Hm, I don't think so. What about Lincoln, JFK, Roosevelt, Marcus Aurelius, Adenauer, etc.?
comment by ZY (AliceZ) · 2024-10-23T21:45:07.338Z · LW(p) · GW(p)
Amazingly detailed article covering malevolence, interaction with power, and the other nuances! Have been thinking of exploring similar topics, and found this very helpful. Besides the identified research questions, some of which I highly agree with, one additional question I was wondering is: do self-awareness of one's own malevolence factors help one to limit the malevolence factors? if so how effective would that be? how would this change when they have power?
Replies from: Viliam↑ comment by Viliam · 2024-11-11T15:48:00.195Z · LW(p) · GW(p)
do self-awareness of one's own malevolence factors help one to limit the malevolence factors?
Probably the effect would be nonlinear, like the evil people would just laugh, the average might get depressed and give up, and the mostly-good would strive to achieve perfection (or conclude that they are already good enough compared to others, and relax their efforts?).
Replies from: AliceZ↑ comment by ZY (AliceZ) · 2024-11-11T18:30:53.683Z · LW(p) · GW(p)
True.
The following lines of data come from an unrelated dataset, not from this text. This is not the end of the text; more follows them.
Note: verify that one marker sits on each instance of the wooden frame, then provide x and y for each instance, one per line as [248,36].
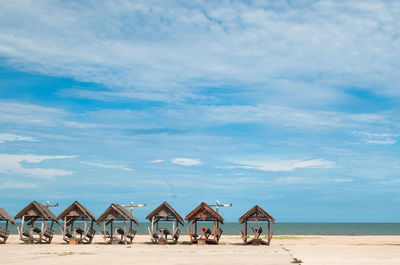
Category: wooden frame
[164,213]
[4,231]
[256,214]
[117,235]
[32,214]
[76,212]
[204,213]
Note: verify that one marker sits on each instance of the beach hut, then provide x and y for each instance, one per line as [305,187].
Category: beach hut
[158,217]
[74,214]
[35,213]
[256,214]
[4,232]
[204,213]
[115,234]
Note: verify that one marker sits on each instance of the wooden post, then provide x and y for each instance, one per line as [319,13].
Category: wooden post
[125,232]
[105,231]
[84,229]
[214,232]
[22,226]
[65,225]
[111,225]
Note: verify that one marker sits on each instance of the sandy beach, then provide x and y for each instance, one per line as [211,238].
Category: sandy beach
[283,250]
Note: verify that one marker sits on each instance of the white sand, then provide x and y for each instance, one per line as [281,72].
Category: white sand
[382,250]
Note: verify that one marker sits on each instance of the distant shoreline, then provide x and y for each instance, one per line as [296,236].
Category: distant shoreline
[311,229]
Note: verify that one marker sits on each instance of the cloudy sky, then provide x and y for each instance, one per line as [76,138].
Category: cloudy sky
[292,105]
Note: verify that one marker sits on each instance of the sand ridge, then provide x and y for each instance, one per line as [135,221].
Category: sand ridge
[283,250]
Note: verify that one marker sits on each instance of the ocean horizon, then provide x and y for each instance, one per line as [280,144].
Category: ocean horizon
[282,228]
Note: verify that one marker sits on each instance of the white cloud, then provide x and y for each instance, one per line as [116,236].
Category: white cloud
[7,137]
[147,50]
[106,165]
[186,161]
[14,164]
[18,185]
[156,161]
[378,138]
[285,165]
[342,180]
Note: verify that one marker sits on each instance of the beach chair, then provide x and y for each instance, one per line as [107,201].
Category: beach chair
[176,235]
[106,236]
[67,236]
[244,238]
[270,238]
[4,233]
[131,234]
[153,236]
[218,234]
[88,237]
[46,236]
[193,237]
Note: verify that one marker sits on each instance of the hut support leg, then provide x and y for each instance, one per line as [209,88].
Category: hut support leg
[22,227]
[124,233]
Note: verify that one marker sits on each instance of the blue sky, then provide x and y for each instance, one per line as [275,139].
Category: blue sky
[292,105]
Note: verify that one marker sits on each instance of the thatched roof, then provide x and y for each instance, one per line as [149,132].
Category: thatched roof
[256,214]
[78,211]
[36,210]
[165,210]
[204,213]
[4,216]
[117,212]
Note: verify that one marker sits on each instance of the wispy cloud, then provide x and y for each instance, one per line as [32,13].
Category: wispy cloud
[236,42]
[284,165]
[186,161]
[14,164]
[96,164]
[378,138]
[156,161]
[7,137]
[17,185]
I wonder for the average people, if being self-aware would at least unconsciously be a partial "blocker" on the next malevolence action they might do, and that may evolve across time too (even if it may take a bit longer than a mostly-good)
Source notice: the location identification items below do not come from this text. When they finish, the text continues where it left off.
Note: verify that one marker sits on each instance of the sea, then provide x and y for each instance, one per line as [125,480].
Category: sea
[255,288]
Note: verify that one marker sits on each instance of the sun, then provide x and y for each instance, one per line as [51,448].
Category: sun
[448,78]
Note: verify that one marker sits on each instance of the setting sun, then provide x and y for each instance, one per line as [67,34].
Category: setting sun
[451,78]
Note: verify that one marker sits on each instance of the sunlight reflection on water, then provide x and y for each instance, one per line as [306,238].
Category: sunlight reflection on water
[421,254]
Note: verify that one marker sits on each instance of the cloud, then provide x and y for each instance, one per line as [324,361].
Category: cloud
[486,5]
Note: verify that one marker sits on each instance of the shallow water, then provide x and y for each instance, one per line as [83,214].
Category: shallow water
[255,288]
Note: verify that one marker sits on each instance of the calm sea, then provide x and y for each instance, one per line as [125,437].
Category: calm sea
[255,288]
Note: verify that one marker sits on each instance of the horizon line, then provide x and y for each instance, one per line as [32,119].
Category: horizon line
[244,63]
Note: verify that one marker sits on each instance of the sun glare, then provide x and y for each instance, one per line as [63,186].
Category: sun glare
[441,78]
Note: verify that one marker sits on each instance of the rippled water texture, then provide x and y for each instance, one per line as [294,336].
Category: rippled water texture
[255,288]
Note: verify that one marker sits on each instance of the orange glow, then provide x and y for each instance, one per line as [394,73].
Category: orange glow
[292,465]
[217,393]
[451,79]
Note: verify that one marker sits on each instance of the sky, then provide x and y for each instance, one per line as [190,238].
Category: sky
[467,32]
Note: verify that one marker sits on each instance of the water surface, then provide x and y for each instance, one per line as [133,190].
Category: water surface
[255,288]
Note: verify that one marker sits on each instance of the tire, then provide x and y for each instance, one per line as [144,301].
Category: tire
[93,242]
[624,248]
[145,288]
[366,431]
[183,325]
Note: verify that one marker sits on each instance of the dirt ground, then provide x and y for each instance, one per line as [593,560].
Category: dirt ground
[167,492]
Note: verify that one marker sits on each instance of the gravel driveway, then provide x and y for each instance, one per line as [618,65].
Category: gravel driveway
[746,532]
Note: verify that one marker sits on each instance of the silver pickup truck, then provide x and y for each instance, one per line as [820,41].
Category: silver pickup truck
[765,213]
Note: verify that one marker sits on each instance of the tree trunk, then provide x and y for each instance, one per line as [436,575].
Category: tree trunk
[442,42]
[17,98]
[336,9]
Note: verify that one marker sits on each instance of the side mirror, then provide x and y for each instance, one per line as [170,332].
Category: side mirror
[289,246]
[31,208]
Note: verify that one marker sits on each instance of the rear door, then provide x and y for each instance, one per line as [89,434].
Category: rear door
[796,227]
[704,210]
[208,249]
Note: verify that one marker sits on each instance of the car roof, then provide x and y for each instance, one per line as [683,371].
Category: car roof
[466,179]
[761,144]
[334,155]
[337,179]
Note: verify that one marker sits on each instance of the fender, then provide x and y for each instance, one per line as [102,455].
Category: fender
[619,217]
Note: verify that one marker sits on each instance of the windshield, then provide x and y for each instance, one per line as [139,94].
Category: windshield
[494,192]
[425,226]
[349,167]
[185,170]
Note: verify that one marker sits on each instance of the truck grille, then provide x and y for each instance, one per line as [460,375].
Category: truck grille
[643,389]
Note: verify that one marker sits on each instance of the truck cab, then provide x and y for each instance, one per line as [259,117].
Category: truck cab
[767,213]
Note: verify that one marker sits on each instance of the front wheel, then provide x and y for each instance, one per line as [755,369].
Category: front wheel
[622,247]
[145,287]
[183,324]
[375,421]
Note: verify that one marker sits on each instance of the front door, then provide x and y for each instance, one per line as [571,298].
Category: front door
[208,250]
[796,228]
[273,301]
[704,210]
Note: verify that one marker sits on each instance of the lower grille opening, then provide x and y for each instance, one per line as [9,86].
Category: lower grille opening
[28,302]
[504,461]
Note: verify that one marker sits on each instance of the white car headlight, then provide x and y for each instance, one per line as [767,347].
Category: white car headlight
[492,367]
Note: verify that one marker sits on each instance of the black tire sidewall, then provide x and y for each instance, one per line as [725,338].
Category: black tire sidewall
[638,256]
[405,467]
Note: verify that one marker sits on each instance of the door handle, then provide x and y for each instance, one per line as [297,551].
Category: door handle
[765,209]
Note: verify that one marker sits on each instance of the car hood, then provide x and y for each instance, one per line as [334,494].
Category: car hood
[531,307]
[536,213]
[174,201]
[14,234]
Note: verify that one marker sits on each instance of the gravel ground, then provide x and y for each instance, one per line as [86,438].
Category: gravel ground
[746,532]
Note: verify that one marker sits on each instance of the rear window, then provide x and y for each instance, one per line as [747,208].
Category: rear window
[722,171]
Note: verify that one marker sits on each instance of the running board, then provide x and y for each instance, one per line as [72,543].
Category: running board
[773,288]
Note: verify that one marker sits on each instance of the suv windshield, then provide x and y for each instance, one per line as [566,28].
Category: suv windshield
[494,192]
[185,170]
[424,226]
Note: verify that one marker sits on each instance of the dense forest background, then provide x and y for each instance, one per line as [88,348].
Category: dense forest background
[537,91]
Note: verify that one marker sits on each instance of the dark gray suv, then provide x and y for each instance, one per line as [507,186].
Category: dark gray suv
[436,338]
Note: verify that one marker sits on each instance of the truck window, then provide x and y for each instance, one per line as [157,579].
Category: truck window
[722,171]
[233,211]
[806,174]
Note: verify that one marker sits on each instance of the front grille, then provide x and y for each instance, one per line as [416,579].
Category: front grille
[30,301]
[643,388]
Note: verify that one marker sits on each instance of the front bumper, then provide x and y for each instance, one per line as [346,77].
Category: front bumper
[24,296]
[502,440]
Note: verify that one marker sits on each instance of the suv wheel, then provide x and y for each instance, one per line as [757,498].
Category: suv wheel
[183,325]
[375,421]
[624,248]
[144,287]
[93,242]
comment by Vecn@tHe0veRl0rd · 2025-02-08T22:42:53.010Z · LW(p) · GW(p)
I took the Dark factor test and got a very low score, but I kept second-guessing myself on the answers. I did that because I wasn't sure what my actions in a real-life scenario would be. Even though I had good intentions and I believe that other people's well-being has inherent value, I would put a high probability that I would get at least a slightly higher score if this sort of test was a real-world test that I didn't know I was taking. That makes me pessimistic about the data that the authors cite in this article. If (for example) "over 16% of people agree or strongly agree that they 'would like to make some people suffer even if it meant that I would go to hell with them'" when they know they are being tested for malevolent traits, how many people actually would do that given the choice? Also - for people who believe in hell, I hope this question is scale insensitivity problem, since infinite time being tortured seems to me to have infinite negative utility, so you would need to value harming others more than helping yourself to agree with that statement.
comment by Alephwyr · 2025-02-08T04:47:13.628Z · LW(p) · GW(p)
This seems directly important and actionable in a way that most Less Wrong posts, while well considered and informative, are not. I have not acquitted myself well in the rationalist community so I would like to offer engagement with this article and its concepts as a surrogate for any engagement with me.